TransUnion Research Highlights Rise in Synthetic Identity Fraud

In an era where digital transactions dominate, identity fraud has evolved into a sophisticated menace. TransUnion (NYSE: TRU) research shines a spotlight on synthetic identity fraud, a deceptive practice that blends real and fabricated personal information to create phantom personas.

These “synthetic identities” evade traditional detection methods, resulting in an estimated $3.3 billion in exposure for U.S. lenders from newly opened accounts in the year ending 2024.

By harnessing the power of public data, TransUnion demonstrates how everyday records can unravel this growing threat, offering a lifeline to financial institutions and consumers.

Synthetic identities are not mere aliases; they are meticulously crafted hybrids.

Fraudsters often steal Social Security numbers, pair them with fictitious names, addresses, or phone numbers, and build credit histories over time to mimic legitimate consumers.

Unlike straightforward identity theft, these constructs appear benign, gradually accumulating credit until they max out loans or credit lines and vanish.

The TransUnion study, drawing from extensive credit header data and public records, reveals the scale of the problem.

In 2024 alone, these fraudulent entities opened accounts that could lead to billions in losses, particularly in high-stakes sectors like auto lending, mortgages, and credit unions.

At the heart of TransUnion’s breakthrough is the untapped potential of public data—information readily available from sources like voter registrations, vehicle ownership records, property deeds, and familial connections.

Traditional fraud detection relies heavily on credit scores and transaction patterns, but synthetic identities often slip through because they lack “living” attributes that real people naturally accrue.

The research identifies key red flags: 30-50% of synthetic identities show no known relatives or motor vehicle registrations, making them up to seven times more likely to be fraudulent than authentic profiles.

Other indicators include absent voter or vehicle registrations, no property ownership, and notably, zero open bankruptcies—a universal trait among the analyzed synthetics, as real individuals occasionally face financial distress.

Steve Yin, TransUnion’s global head of fraud, underscores the value of this approach:

“While the presence of living characteristics such as vehicle ownership, voter registration or familial connections is not a definitive solution to detecting synthetic identities, it represents an important piece of the broader identity puzzle.

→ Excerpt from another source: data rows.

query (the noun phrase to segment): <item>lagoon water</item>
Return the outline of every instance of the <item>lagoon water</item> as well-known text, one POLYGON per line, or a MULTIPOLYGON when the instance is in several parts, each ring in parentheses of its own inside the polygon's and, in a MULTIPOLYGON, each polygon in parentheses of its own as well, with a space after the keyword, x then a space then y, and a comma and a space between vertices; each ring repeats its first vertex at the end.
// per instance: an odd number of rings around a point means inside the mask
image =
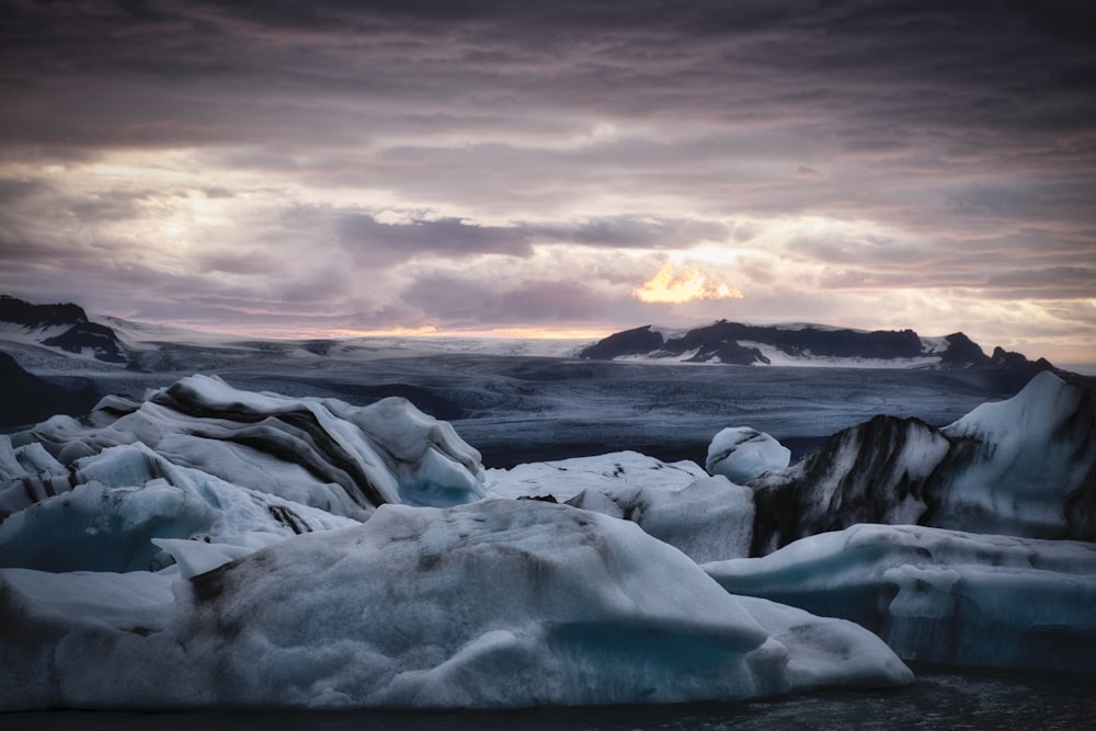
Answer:
POLYGON ((735 704, 518 711, 36 711, 5 731, 721 731, 735 729, 1047 729, 1096 726, 1096 676, 921 670, 911 686, 735 704))

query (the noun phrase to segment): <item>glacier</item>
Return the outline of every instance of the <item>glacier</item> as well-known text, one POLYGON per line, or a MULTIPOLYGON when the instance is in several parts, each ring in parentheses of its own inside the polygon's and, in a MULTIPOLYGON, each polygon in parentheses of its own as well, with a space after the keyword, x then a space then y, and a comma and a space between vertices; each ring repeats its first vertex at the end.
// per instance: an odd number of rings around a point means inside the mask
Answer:
POLYGON ((944 427, 878 415, 749 484, 755 556, 858 523, 1096 540, 1096 389, 1042 372, 944 427))
POLYGON ((170 461, 347 517, 402 502, 482 496, 479 453, 453 425, 392 397, 367 407, 290 398, 191 376, 142 401, 106 397, 84 421, 54 416, 11 436, 62 464, 140 442, 170 461))
POLYGON ((912 681, 853 623, 740 601, 631 523, 537 501, 384 505, 190 579, 0 582, 7 709, 512 708, 912 681))
POLYGON ((0 434, 0 709, 727 700, 900 685, 902 660, 1093 672, 1093 404, 1043 374, 787 467, 728 427, 708 469, 486 469, 401 398, 213 376, 106 397, 0 434), (735 454, 741 482, 720 473, 735 454))
POLYGON ((790 461, 791 449, 772 435, 750 426, 728 426, 711 438, 704 467, 732 482, 749 482, 790 461))
POLYGON ((854 620, 904 660, 1096 672, 1096 544, 857 525, 703 568, 732 594, 854 620))

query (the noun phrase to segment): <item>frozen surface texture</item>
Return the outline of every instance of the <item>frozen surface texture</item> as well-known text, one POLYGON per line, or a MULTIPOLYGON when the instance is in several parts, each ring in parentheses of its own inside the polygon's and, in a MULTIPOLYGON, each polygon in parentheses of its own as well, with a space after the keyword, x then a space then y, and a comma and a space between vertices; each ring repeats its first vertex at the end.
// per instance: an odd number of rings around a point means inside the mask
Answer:
POLYGON ((632 524, 537 501, 385 505, 174 585, 0 582, 2 708, 675 703, 912 679, 852 623, 739 601, 632 524))
POLYGON ((744 483, 784 469, 790 461, 791 450, 768 434, 749 426, 731 426, 712 437, 704 467, 731 482, 744 483))
POLYGON ((488 494, 537 498, 631 521, 695 561, 749 556, 753 493, 692 461, 635 452, 488 470, 488 494))
POLYGON ((1096 545, 859 525, 707 563, 732 594, 844 617, 903 659, 1096 671, 1096 545))
POLYGON ((383 503, 454 505, 482 495, 479 453, 450 424, 395 397, 353 407, 191 376, 144 401, 107 397, 85 421, 55 416, 12 437, 16 446, 42 444, 64 465, 138 442, 172 464, 356 518, 383 503))
POLYGON ((1041 373, 944 429, 877 416, 751 487, 755 555, 856 523, 1096 540, 1096 391, 1041 373))

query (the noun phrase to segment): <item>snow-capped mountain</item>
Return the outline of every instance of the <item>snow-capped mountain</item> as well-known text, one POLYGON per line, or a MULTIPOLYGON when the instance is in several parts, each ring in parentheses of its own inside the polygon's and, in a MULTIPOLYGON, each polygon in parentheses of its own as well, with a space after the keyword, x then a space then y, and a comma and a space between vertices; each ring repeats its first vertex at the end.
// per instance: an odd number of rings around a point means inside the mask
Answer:
POLYGON ((583 349, 598 361, 900 368, 1052 369, 1001 347, 986 355, 961 332, 922 338, 913 330, 849 330, 817 324, 753 325, 719 320, 681 333, 652 325, 625 330, 583 349))
POLYGON ((78 305, 32 305, 0 295, 0 339, 36 343, 72 355, 126 365, 129 354, 113 329, 88 319, 78 305))

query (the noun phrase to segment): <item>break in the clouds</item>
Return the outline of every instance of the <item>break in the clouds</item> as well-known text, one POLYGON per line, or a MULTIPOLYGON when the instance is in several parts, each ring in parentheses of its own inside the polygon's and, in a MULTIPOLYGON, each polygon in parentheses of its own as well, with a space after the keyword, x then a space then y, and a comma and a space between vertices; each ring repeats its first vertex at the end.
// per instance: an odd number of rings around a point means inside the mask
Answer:
POLYGON ((1096 361, 1083 2, 0 2, 0 285, 222 330, 1096 361))

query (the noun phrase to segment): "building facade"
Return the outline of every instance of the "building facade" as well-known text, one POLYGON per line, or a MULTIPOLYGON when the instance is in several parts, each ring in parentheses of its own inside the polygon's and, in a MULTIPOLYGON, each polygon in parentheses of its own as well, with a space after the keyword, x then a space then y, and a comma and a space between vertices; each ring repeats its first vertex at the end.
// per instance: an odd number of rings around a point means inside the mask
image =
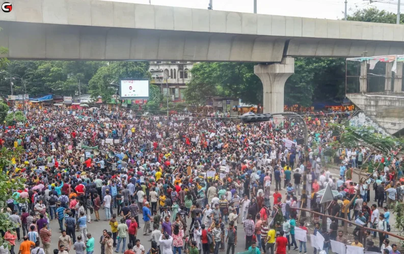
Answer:
POLYGON ((150 62, 150 83, 158 86, 164 94, 168 93, 173 101, 181 101, 183 100, 182 92, 191 79, 193 65, 192 62, 177 61, 150 62))

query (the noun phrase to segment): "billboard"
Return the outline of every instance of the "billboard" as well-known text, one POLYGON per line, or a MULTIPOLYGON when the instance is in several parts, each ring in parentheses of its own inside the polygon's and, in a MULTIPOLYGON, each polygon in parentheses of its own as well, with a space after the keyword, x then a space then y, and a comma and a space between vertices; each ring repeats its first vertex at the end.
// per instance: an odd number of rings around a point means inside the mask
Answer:
POLYGON ((149 99, 148 79, 121 79, 121 99, 149 99))

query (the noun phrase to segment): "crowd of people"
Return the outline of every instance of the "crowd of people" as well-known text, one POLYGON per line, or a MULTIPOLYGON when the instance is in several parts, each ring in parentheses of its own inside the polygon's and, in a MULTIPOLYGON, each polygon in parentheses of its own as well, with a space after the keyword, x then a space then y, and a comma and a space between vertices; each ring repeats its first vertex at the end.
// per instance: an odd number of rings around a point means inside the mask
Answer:
MULTIPOLYGON (((354 169, 366 159, 381 162, 381 155, 367 156, 365 147, 326 152, 333 139, 328 124, 339 121, 338 114, 305 117, 309 146, 315 147, 307 158, 296 118, 281 124, 244 123, 52 108, 35 109, 26 117, 26 122, 0 130, 2 145, 24 150, 13 167, 4 169, 26 179, 23 188, 12 190, 4 209, 14 225, 3 232, 12 254, 21 239, 21 254, 66 254, 72 248, 93 254, 96 241, 87 230, 91 223, 110 226, 97 241, 101 254, 233 254, 240 240, 237 227, 251 253, 286 254, 291 246, 306 253, 306 243, 299 241, 298 247, 294 234, 295 227, 307 230, 297 219, 301 200, 303 207, 324 213, 317 193, 329 185, 339 193, 329 214, 343 217, 347 210, 356 223, 387 231, 389 209, 404 194, 404 182, 395 182, 400 160, 384 162, 382 170, 360 184, 352 180, 354 169), (325 162, 340 164, 339 178, 325 162), (379 206, 387 198, 380 216, 377 206, 367 206, 371 185, 379 206), (360 196, 349 207, 358 188, 360 196), (61 236, 52 250, 48 229, 53 219, 61 236), (141 234, 151 243, 141 243, 141 234)), ((311 216, 319 221, 318 214, 311 216)), ((321 232, 324 238, 338 240, 338 226, 333 219, 328 232, 321 232)), ((388 246, 383 234, 380 241, 380 247, 388 246)), ((0 253, 7 252, 0 247, 0 253)))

These attributes alone cannot confirm authenticity, but when combined with credit header data, they offer valuable context that contributes to forming a clear picture of identity.”

By integrating these public records, lenders can spot anomalies early, preventing fraud before it escalates.

TransUnion’s Synthetic Fraud Model exemplifies this strategy.

This proactive tool scans for missing real-world attributes during the customer onboarding process, flagging risks without relying on invasive manual reviews.

It reduces customer friction—those annoying verification calls or document requests—while boosting detection accuracy and speed.

As Yin explains,

“Just as fraudsters relentlessly exploit every tactic available to pursue their deceptive financial objectives, lenders must be equally vigilant and proactive in their defense. Solutions like TransUnion’s Synthetic Fraud Model empower lenders to detect risk at every stage of the customer lifecycle—starting with account creation—by identifying the absence of real-life attributes, helping to prevent fraud and minimize financial losses.”

The implications extend beyond corporate balance sheets.

For businesses, adopting such models is essential to combat an evolving fraud landscape where synthetic identities grow more complex.

Financial institutions that ignore public data risk not only direct losses but also reputational damage from compromised customer trust.

Regulators and industry groups are increasingly pushing for advanced verification, and tools like this align with broader compliance needs.

Consumers, too, stand to benefit indirectly. Stronger defenses mean fewer instances of tainted credit reports or denied legitimate applications due to fraud spillover.

While individuals should remain vigilant—monitoring credit reports and using multi-factor authentication—the onus falls on institutions to fortify the system.

TransUnion’s research calls for a holistic identity verification ecosystem, blending public data with AI-driven analytics to stay ahead of fraudsters.

As synthetic fraud continues to balloon, TransUnion‘s findings serve as a wake-up call.